Qual é a sua explicação sobre isso?
Não vejo como
um refluxo. Eu vejo como uma lentidão natural, porém
pedagógica, de que só conseguiremos ir para frente se
tivermos maior capacidade de articular forças populares
em cada um de nossos países.
E, por
desgraça, na maioria dos países, ainda que todos nos
declaremos anti-neoliberais e anti-imperialistas, não
conseguimos construir espaços nacionais unitários, que
sejam a base de um movimento continental da ALBA. Então,
se as forças populares não têm a maturidade para
articular-se em seus países, não podem e não devem sair
nas articulações internacionais, como porta-vozes da
unidade. Falando em nome de quem?
Por outro
lado, se imaginava que a recente conjuntura ajudaria aos
movimentos populares de todo o continente para que
avançassem mais rapidamente em uma re-ascensão do
movimento de massas. Porém, lamentavelmente, isso não
aconteceu. No momento, somente na Bolívia se mantém em
ascensão o movimento de massas, que ainda que se sinta
participante do governo, também o pressiona, e está em
constante mobilização.
Na Venezuela,
há uma vinculação muito grande entre os movimentos
populares e os processos eleitorais, que se realizam a
cada dois anos, e terminam monopolizando os interesses
das forças populares em luta permanente contra os golpes
da direita.
E, por
último, o império passou a jogar mais duro, colocando em
prática uma contraofensiva ante as lutas sociais e as
articulações no campo ideológico, avançando com suas
armas, que são os meios de comunicação, especialmente a
televisão e a Internet.
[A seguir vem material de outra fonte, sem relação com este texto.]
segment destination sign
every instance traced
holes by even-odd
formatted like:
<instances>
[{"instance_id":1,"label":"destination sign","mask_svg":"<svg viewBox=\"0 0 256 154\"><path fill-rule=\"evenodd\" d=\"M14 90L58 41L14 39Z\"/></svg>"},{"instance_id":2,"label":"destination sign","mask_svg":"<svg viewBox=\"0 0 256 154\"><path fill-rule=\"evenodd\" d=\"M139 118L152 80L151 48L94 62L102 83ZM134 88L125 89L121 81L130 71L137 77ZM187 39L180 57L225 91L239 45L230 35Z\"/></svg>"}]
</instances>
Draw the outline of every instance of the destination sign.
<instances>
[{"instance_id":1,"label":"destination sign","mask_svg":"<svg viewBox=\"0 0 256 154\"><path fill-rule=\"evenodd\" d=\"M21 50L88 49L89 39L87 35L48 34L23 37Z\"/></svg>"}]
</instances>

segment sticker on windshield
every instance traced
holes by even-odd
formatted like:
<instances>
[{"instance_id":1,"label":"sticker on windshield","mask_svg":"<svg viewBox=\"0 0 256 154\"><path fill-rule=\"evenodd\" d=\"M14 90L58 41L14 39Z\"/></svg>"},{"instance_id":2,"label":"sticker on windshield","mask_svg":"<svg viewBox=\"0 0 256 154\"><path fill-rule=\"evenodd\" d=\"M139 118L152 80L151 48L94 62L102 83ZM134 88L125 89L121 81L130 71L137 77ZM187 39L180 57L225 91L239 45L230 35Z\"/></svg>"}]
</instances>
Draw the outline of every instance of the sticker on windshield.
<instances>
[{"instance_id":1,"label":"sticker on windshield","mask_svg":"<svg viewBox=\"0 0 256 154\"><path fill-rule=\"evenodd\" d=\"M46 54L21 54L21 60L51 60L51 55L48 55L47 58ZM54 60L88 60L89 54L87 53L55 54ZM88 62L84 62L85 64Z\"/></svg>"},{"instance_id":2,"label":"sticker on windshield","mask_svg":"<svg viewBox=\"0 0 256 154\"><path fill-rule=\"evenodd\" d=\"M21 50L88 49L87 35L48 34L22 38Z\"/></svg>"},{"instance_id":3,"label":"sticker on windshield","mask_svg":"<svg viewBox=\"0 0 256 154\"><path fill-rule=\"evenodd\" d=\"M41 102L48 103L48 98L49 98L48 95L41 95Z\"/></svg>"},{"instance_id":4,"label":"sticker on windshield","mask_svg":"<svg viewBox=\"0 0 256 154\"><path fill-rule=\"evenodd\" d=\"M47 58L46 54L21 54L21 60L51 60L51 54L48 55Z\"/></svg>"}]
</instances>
Nesse campo, o capital e os
Estados Unidos são absolutamente hegemônicos, e tem uma
grande força.
Ou seja, os
poucos avanços não foram só debilidades nossas, que são
muitas, mas também houve um relançamento das iniciativas
ideológicas impulsionadas pelos Estados Unidos com as
forças conservadoras em nossos países. E em todos os
países estamos assistindo a uma confrontação cada vez
maior dessas forças com as forças populares.
E as forças
populares com pouca possibilidade de atuar na televisão,
nos meios de comunicação massivos e na Internet.
Inclusive na Internet, que se considerava que era um
espaço mais livre e democrático, as revelações de
Assange e Snowden deixaram claro, por exemplo, que o
Google não passa de uma ferramenta à serviço e sob o
controle dos serviços de inteligência do governo dos
Estados Unidos.
- Hoje estamos diante de um novo cenário,
tanto pela dinâmica global do capitalismo como pelas
limitações registradas pelos governos de mudança, o
qual deu espaço para que, inclusive entre os
opositores de esquerda, se fale do fim do ciclo
progressista. Desde a perspectiva dos movimentos,
como encarar essa situação, sendo que existem
tentativas desestabilizadoras?
Não considero
que seja o melhor caminho permanecer prognosticando o
fim do ciclo progressista, ou o recomeço dos setores
conservadores. Isso não é dialético. A luta de classes é
permanente em cada um de nossos países, e muito
dinâmica. Não podemos generalizar como uma situação em
cada país. E inclusive nos países em que existe uma
completa hegemonia da direita nos governos, como México
e Colômbia, há uma maior intensidade da luta social, e a
disposição de luta do povo.
Creio que nos
encontramos em condições difíceis, devido à dependência
econômica de nosso continente em relação ao capitalismo
internacional. Mais do que nunca devemos recuperar as
teorias da dependência (sistematizadas na década de 70)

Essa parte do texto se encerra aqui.